# Lavender to Mint Ratio



## MF-Alpines (Mar 29, 2010)

I'm going to make a soap with lavender and cornmint eo's. I currently make a Rosemary Mint soap and for a 6.875 lb batch, I use 3 oz of Rosemary and 4 oz of Cornmint. The mint is strong, but the Rosemary still comes through as it is strong, also.

Any suggestions using the same sized batch for Lavender Mint? I'd like the lavender to come through. It will be an Oatmeal Lavender Mint and I was thinking of adding honey, but if the honey makes it too hot, I'd worry that the lavender will burn off. 

So honey or no honey?
How much lavender to how much mint? I was thinking 4.5 oz lavender to 2.5 oz cornmint.

For anyone who hasn't used cornmint, it's great....I love it! A little less pungeant than peppermint, but more zip and less sweet than spearmint.

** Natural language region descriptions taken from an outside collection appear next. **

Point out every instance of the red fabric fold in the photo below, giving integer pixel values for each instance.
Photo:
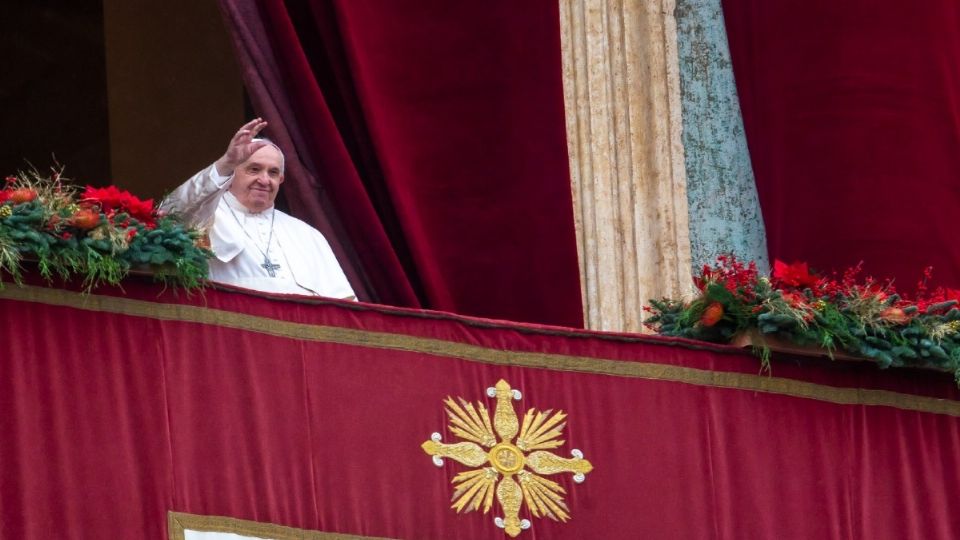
(437, 132)
(852, 115)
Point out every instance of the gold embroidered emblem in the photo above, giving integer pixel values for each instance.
(503, 469)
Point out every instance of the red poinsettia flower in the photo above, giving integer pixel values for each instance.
(793, 275)
(113, 200)
(951, 294)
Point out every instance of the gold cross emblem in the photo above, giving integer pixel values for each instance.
(511, 468)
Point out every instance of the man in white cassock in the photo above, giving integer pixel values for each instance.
(256, 246)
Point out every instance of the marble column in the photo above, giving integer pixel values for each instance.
(621, 87)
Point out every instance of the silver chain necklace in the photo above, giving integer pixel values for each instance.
(267, 265)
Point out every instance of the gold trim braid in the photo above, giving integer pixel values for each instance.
(473, 353)
(179, 522)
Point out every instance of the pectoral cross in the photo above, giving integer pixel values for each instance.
(270, 267)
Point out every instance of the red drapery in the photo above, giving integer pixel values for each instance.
(436, 132)
(852, 114)
(116, 408)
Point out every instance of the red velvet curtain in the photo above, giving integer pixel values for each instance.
(436, 131)
(852, 114)
(120, 406)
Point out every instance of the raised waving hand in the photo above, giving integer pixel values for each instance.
(241, 146)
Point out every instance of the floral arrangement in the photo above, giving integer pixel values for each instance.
(859, 316)
(98, 234)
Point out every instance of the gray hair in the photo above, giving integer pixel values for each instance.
(283, 158)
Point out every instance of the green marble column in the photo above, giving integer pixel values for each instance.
(723, 206)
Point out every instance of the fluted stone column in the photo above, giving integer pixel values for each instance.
(621, 87)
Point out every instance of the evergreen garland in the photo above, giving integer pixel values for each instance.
(864, 317)
(98, 235)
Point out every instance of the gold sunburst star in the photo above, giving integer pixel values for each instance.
(503, 468)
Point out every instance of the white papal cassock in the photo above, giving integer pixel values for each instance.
(239, 239)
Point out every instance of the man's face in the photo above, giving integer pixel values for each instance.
(256, 180)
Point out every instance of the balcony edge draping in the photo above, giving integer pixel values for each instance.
(121, 406)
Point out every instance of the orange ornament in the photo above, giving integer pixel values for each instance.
(85, 219)
(712, 314)
(895, 315)
(22, 195)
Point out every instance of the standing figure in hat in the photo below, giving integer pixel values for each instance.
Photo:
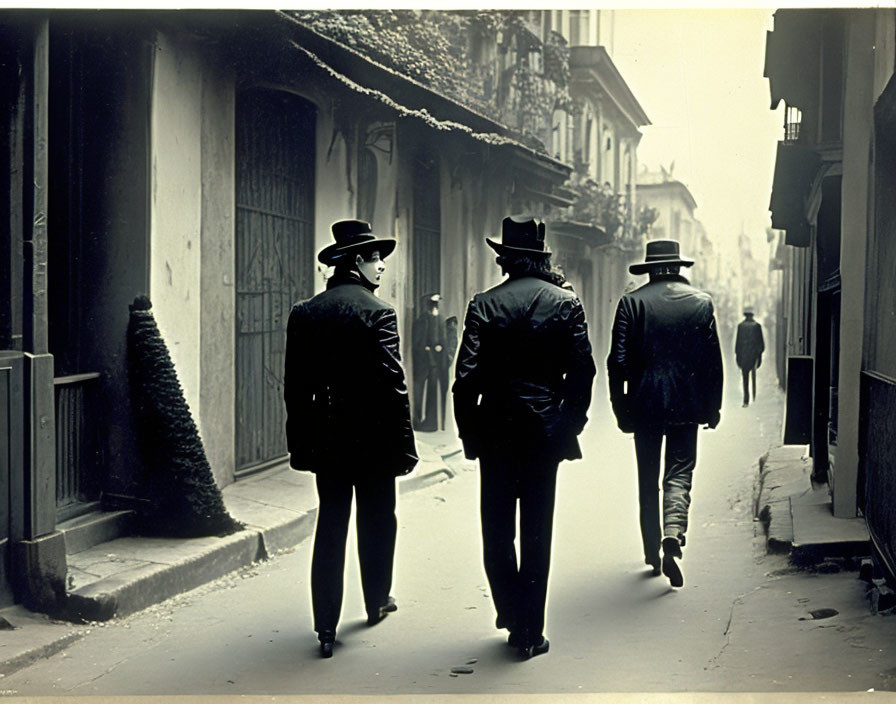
(430, 358)
(748, 349)
(665, 376)
(348, 421)
(521, 393)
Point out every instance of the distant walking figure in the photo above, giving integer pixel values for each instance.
(665, 375)
(748, 349)
(348, 421)
(521, 394)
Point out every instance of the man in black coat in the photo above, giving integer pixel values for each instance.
(431, 363)
(521, 394)
(748, 349)
(348, 421)
(665, 376)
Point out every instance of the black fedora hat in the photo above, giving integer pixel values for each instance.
(660, 253)
(520, 233)
(352, 237)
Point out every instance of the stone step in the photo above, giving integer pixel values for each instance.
(83, 532)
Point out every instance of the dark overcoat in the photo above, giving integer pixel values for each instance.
(524, 370)
(748, 344)
(346, 399)
(665, 363)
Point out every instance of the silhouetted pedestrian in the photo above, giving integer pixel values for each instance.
(748, 349)
(348, 421)
(665, 375)
(521, 394)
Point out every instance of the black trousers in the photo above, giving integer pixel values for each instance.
(681, 458)
(376, 526)
(746, 373)
(519, 590)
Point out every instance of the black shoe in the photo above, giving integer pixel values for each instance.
(326, 639)
(530, 651)
(389, 607)
(671, 552)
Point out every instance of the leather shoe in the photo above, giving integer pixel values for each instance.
(389, 607)
(530, 651)
(671, 552)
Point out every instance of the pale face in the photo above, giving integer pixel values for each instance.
(371, 268)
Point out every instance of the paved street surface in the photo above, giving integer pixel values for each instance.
(741, 623)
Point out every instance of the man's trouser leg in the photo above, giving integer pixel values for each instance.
(537, 494)
(497, 506)
(648, 444)
(328, 560)
(377, 527)
(417, 410)
(681, 457)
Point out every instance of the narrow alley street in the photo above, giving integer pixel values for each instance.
(741, 622)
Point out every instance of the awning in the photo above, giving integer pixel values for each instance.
(795, 169)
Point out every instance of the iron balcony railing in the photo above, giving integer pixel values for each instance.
(78, 449)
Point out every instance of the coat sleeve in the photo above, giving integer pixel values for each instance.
(618, 363)
(467, 384)
(298, 395)
(714, 373)
(580, 372)
(395, 407)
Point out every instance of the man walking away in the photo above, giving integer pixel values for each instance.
(521, 394)
(348, 421)
(748, 349)
(665, 376)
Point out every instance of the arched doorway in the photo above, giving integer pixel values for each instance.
(275, 158)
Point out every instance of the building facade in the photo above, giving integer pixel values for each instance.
(833, 175)
(200, 158)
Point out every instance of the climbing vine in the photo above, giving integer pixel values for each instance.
(492, 61)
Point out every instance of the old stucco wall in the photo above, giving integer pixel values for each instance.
(217, 257)
(175, 207)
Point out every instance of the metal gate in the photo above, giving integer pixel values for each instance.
(274, 259)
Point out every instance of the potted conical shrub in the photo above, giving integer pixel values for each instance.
(185, 500)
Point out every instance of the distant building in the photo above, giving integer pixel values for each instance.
(832, 196)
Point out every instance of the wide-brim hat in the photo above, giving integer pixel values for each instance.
(522, 234)
(660, 253)
(353, 237)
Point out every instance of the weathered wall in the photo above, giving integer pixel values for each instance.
(217, 257)
(857, 134)
(116, 233)
(176, 206)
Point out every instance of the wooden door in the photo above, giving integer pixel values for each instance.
(275, 159)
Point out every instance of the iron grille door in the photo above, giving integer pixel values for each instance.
(274, 259)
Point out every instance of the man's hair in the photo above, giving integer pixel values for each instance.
(539, 265)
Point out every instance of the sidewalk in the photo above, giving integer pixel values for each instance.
(797, 514)
(124, 575)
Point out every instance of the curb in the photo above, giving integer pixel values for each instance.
(41, 652)
(150, 583)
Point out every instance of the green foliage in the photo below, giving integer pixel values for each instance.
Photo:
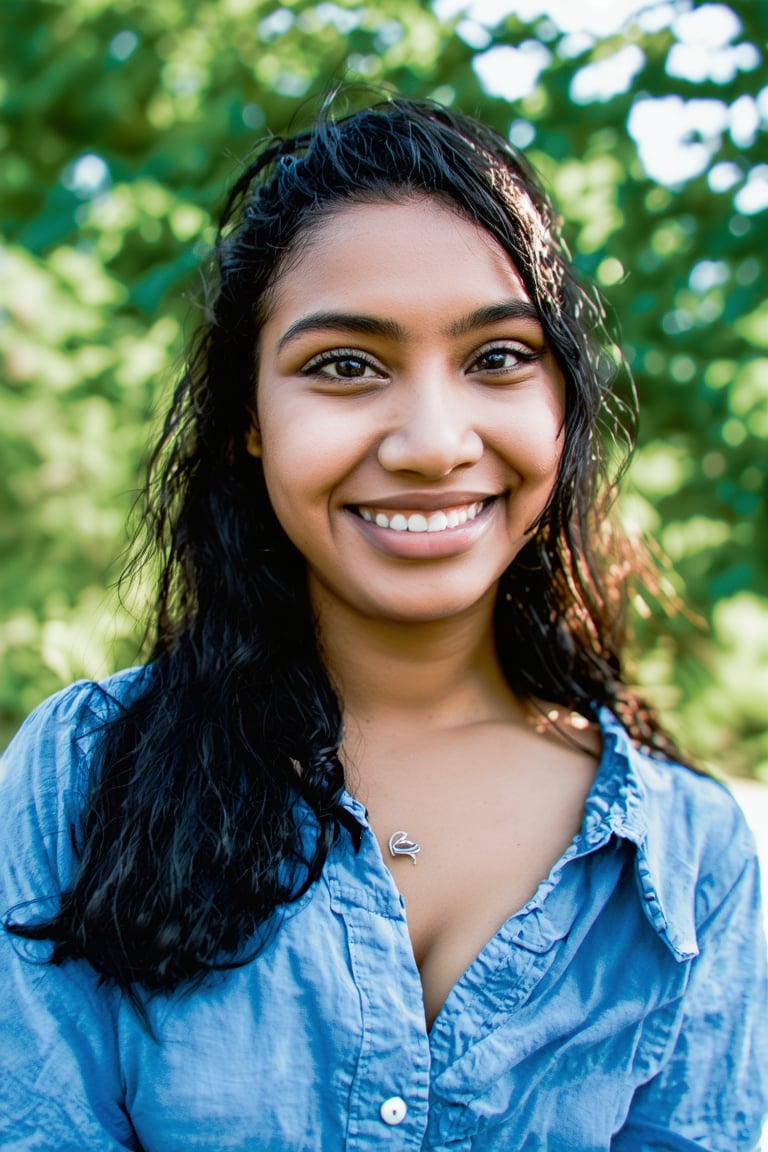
(122, 124)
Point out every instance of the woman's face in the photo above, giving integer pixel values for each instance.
(409, 412)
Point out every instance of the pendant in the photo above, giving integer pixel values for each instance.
(401, 846)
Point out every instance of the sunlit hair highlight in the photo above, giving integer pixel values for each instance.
(218, 794)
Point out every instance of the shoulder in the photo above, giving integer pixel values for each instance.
(692, 839)
(45, 771)
(61, 730)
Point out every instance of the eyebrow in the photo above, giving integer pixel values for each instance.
(380, 326)
(343, 321)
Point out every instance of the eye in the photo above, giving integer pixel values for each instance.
(502, 358)
(342, 364)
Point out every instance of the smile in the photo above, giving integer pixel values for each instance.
(439, 521)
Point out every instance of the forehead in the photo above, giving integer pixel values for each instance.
(395, 256)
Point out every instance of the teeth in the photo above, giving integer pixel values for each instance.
(420, 522)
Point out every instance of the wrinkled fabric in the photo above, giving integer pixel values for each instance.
(623, 1007)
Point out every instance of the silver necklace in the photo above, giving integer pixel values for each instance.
(401, 846)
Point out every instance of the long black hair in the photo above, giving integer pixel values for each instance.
(217, 791)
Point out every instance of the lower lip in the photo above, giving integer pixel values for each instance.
(451, 542)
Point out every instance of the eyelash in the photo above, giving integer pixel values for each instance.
(316, 365)
(325, 360)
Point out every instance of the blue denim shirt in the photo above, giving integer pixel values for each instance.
(623, 1007)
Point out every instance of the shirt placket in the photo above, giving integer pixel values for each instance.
(388, 1100)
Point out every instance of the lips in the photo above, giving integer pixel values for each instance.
(421, 521)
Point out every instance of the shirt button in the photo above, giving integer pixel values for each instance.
(393, 1111)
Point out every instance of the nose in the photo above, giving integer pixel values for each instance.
(431, 432)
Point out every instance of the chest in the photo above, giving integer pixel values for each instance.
(488, 835)
(308, 1045)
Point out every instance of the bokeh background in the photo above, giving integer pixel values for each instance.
(122, 124)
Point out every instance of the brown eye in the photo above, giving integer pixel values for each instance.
(503, 358)
(349, 366)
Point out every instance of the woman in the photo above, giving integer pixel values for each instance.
(379, 848)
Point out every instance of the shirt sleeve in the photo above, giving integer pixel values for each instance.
(712, 1092)
(60, 1083)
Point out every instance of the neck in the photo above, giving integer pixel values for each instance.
(441, 672)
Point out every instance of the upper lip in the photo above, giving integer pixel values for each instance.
(428, 501)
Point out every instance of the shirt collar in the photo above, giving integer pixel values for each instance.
(630, 800)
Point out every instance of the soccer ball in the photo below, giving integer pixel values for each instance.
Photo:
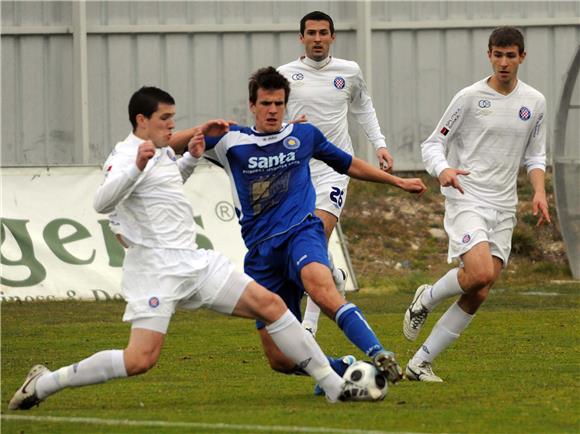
(369, 378)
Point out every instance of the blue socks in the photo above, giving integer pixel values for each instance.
(354, 325)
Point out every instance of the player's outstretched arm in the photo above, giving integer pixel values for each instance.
(539, 201)
(360, 169)
(385, 159)
(215, 127)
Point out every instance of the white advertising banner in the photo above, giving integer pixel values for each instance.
(55, 246)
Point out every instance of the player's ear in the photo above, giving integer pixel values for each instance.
(141, 120)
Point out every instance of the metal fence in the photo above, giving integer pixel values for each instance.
(69, 68)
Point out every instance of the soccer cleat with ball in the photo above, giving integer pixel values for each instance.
(416, 315)
(421, 372)
(386, 363)
(364, 382)
(348, 360)
(26, 397)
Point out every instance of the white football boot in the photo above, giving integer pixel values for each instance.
(416, 315)
(25, 397)
(421, 372)
(386, 363)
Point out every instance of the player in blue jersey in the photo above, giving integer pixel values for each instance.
(268, 165)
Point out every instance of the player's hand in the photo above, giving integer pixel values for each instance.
(449, 178)
(299, 120)
(385, 160)
(540, 206)
(413, 185)
(216, 127)
(196, 145)
(145, 152)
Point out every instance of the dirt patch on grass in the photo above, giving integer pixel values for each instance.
(392, 234)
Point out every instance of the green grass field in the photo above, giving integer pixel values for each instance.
(515, 370)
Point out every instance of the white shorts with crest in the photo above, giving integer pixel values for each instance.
(156, 281)
(467, 224)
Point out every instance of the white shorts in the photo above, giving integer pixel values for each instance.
(156, 281)
(331, 189)
(467, 225)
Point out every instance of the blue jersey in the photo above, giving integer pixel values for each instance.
(270, 175)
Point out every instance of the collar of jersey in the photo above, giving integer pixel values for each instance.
(263, 139)
(485, 82)
(314, 63)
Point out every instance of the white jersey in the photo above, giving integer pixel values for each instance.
(326, 95)
(490, 135)
(148, 208)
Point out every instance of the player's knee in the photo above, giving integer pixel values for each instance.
(481, 278)
(476, 298)
(271, 306)
(140, 363)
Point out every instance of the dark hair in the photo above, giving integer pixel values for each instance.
(269, 79)
(316, 16)
(146, 101)
(506, 36)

I know I'll just have to experiment, but anyone with experience or even an opinion is appreciated. Thanks.


----------



## Guest (May 16, 2011)

Take a cotton makeup pad,,, using drops, try your ratio on the cotton pad and put into a freezer zip lock baggie and smell the next day.. it will tell you where you want to be with ratio's ....


----------



## MF-Alpines (Mar 29, 2010)

Oh, I've heard of that. Haven't tried.

Thanks, Barb.


----------



## faithfarm (May 10, 2010)

For a 7 lb batch I use 3.5 oz lavender and 1.5 oz cornmint/peppermint.


----------



## NubianSoaps.com (Oct 26, 2007)

For my essential oils if I used that much percentage of mint it would overpower the lavander. Part of my line is a Mint Julep bar that has green mica in it...so I chop some of it up and add it to a lavender based soap, it's pretty and makes my soap and essential oils do double and triple duty. Vicki


----------